My heart is hovering somewhere in the region of my ass as Hendricks leads Zander into the living room to play. It’s a sight I never expected to see, and it fills me with equal parts dread at the potential for this to go badly, and elation that my sweet son and his father are meeting for the first time and Zander seems perfectly happy about it.
“I guess you finally let him in. What changed your mind?” she asks, leaning on the island next to me as I stare at the two of them on the rug playing with toys.
Zander looks perfectly at home, his large frame sprawled on the ground creating a track with Hendricks in his charcoal gray slacks and crisp white shirt, sleeves rolled up. It shouldn’t look so… normal. Or, damn, have so much sex appeal it hits me with a flood of warmth right in my center. As if my thong wasn’t already ruined by whatever that was in the kitchen a few minutes ago, seeing him playing with Hendricks now decimates the thin fabric and threatens to send me to my room with the need to change if this keeps up.
“I don’t know,” I finally answer, truthfully. “It doesn’t seem fair to keep Zander out of Hendricks’ life because I don’t like how things went with us. It’s not really my choice, is it?”
“It will always be your choice. You’re his mother. But I'm glad you let him in and are giving him the opportunity to get to know his son.” She wraps an arm around my waist and tilts her head on my shoulder.
His son. A feeling of trepidation passes through me with her words. He’s always been mine. Now I’ve exposed him to the man who hurt me the most, and there’s a part of me that doesn’t trust his motivations now. If he hurts Hendricks… well, Zander will feel the extent of my wrath if he so much as disappoints my boy.
“Hendricks seems pleased. He has a captive audience willing to build racetracks with him.”
I shake myself from the thoughts of potential heartbreak and snort out a laugh, because that’s saying something. Hendricks has more interest in building things than I have patience or time to indulge, and too often I have to tell him I'm too busy to play on the floor and exercise his robust imagination. Zander is currently connecting blocks into towers and creating a cityscape for Hendricks’s track to wind through. He’s giving his full attention to the task, asking Hendricks questions about which colors he should make each tower, or how high they should be, and engaging him like they’re equals and the job at hand the most important thing he could be doing.
I feel tears prick my eyes and sniffle them back so they don’t fall. Deep down, in the recesses of my heart, this is what I’d hoped I would have gotten from the Zander who whisked me around the world on a tropical vacation and made me feel like the only woman who mattered. Before I knew the cruelty he was capable of.

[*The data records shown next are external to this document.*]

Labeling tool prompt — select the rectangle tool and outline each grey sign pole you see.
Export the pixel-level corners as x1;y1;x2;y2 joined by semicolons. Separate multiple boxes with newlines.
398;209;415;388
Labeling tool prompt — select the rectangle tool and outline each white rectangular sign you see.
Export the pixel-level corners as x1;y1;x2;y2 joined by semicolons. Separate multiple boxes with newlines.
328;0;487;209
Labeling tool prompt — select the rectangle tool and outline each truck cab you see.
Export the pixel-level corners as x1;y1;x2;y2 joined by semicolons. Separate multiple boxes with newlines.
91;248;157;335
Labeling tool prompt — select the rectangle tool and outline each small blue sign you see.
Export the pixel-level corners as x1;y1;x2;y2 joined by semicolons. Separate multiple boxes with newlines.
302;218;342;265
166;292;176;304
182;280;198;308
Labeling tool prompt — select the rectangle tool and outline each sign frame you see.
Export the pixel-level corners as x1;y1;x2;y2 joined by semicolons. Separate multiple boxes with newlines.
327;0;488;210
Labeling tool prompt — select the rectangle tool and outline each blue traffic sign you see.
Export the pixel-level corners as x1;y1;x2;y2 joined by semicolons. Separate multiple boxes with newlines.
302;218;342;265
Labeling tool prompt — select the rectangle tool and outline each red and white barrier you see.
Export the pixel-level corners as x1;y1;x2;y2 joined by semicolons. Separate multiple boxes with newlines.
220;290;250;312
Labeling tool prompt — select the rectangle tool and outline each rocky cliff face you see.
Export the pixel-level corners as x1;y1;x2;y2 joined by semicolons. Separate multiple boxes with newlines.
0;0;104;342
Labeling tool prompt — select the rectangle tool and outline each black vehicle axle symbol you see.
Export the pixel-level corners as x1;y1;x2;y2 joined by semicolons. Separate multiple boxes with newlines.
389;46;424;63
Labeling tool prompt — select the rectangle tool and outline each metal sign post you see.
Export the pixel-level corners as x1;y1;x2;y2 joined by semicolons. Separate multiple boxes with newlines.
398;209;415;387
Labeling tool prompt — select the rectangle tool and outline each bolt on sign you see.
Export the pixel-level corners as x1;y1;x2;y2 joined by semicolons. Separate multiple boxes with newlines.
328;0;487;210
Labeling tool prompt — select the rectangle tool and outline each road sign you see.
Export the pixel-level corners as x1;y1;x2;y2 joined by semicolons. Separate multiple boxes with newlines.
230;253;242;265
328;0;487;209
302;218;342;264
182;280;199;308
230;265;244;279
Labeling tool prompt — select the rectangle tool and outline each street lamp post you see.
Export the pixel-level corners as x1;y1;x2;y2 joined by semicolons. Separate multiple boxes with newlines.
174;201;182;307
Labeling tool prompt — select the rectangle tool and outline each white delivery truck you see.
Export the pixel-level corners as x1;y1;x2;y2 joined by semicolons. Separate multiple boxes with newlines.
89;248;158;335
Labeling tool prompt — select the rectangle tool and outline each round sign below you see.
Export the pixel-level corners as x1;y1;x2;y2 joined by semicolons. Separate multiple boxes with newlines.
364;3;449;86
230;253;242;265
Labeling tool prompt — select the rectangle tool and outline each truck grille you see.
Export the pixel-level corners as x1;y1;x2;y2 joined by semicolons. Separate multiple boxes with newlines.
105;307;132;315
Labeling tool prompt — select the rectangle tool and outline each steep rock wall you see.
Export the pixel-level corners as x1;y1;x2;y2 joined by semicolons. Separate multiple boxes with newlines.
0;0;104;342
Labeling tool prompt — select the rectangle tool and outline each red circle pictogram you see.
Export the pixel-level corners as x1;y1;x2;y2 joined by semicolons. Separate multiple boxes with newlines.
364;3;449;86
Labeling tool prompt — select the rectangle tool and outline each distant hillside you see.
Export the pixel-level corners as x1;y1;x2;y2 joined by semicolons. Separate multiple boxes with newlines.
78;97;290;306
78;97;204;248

I straighten up, determined not to get lost in my feelings and the what-ifs of a naïve young woman who thought she could change a man. Or be swayed by the jaded, sex-starved woman who wants to get fucked hard by that very same man.
“I have to finish filming this recipe. It shouldn’t take too long, and then we’ll have my honey cake for dessert.”
“Will the handsome gentleman be staying for dinner?” Mom asks, pulling away and looking at the mess of cake batter on the island from earlier.
Making that mess could have gotten us into trouble. I was so close to ripping his clothes off and making him take me right there in the kitchen. God, was that hot.Nope, focus, don’t go there, Harlowe.
“If he’d like to,” I answer hesitantly.
I have a healthy take on an orange chicken dish I made for the channel earlier that’s ready to go, and of course there are at least four servings, so it would feed us all. I don't know if Zander even wants to stay. He could be humoring me now by playing with Hendricks, but he might pull back when he gets bored with entertaining a four-year-old and wants to leave. He may have dinner plans for himself, or even a date.